Let’s fast forward to 1966 and the advent of WJET-TV. They attempted to bring the same formula (minus the live remotes not possible in those days) but not with the same results. WICU was the longtime TV powerhouse with a bevy of mature and sophisticated announcer/anchors who really knew the TV medium.
What happened to Bob Sutherland? Bob didn’t change but TV changed the perception of the image that listeners had of Bob. My professors in college used to call that the power of radio to create “theater of the mind.” It really was similar to the impact that talking motion pictures had on silent film stars. The magic was broken when Valentino spoke with a high pitched voice and the same with Bob Sutherland when he wasn’t the handsome stud that everyone had pictured him to be.
The basic formula was still kept to get as many stories in as possible. Nobody knew this better than Eric Johnson who came from WICU to manage a major makeover of the WJET TV news operation. While the faces changed and a new trend of “happy news” delivery was born, the original formula that inspired WJET radio was fine-tuned for television. Eric determined that the first 7 minutes of news was critical to get and hold an audience. (Sound familiar now?) The idea was to get as many news stories of fires, crashes and political goings on at city hall in those first few minutes as possible. Again just the pertinent facts or basics were all that was important.
This revamping took a decade to accomplish its goal but eventually became the number one news leader that still holds to the last rating book. (Except at 11)
As did Bob Sutherland decades before, Eric Johnson mentored a new group of young broadcast journalist. One from that class is now the latest news director of WJET TV, Lou Baxter.
The formula has gone though some adjustments as other media have adjusted to meet the JET competition. The basic elements of getting as many stories as possible with the bare facts are still really the essential part of the WJET news strategy.
If you don’t believe me, take a few moments and TIVO the first 5 or 7 minutes of each of the local stations newscasts. You will find that, on the average, WJET TV has more stories than the other two stations.
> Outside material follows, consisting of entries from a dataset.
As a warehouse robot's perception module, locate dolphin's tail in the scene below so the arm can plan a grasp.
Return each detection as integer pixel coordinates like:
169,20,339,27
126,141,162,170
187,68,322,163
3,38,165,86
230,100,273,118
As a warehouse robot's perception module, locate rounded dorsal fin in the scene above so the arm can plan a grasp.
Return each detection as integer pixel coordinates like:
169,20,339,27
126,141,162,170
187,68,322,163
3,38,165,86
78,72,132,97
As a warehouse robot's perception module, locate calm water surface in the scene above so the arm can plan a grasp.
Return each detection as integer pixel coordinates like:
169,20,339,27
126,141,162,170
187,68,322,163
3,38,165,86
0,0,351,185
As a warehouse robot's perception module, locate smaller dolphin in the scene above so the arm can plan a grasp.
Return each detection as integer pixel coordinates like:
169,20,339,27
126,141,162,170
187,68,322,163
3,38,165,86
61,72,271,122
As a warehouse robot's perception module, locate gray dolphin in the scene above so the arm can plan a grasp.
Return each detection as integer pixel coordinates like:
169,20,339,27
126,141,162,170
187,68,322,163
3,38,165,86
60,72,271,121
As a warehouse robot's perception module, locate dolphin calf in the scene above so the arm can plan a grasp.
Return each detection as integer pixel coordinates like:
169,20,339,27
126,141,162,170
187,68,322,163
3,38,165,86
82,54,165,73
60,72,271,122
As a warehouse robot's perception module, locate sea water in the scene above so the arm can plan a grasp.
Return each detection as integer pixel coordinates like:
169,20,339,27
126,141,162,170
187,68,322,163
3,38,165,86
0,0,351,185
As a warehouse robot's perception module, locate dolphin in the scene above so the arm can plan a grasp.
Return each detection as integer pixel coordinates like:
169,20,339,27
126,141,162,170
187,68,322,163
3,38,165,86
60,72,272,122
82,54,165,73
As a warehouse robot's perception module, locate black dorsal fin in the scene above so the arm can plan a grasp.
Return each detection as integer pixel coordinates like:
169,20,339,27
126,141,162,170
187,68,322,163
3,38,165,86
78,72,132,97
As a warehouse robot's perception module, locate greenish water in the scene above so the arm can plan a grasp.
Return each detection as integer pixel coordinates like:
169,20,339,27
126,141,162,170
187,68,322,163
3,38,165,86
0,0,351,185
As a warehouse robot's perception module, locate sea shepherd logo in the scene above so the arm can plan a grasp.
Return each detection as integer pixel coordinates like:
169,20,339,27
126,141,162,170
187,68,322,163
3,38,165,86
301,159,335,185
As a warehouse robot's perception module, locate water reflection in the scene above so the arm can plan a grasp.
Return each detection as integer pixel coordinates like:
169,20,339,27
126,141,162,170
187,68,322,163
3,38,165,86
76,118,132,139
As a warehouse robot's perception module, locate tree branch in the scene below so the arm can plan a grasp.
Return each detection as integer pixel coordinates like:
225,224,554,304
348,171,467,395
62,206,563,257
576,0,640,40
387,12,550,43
Don’t get me wrong. I am not saying the other stations are incorrect in what they do. I am just saying that this is the successful style or point-of-view that WJET TV has followed to reach an adult 18-49.
By the way, if the young Lou Baxter had his way, he might have wanted to be one of those professional dancers on “Dancing with the Stars” instead of a news director in Erie. I hear he can do a wicked Samba.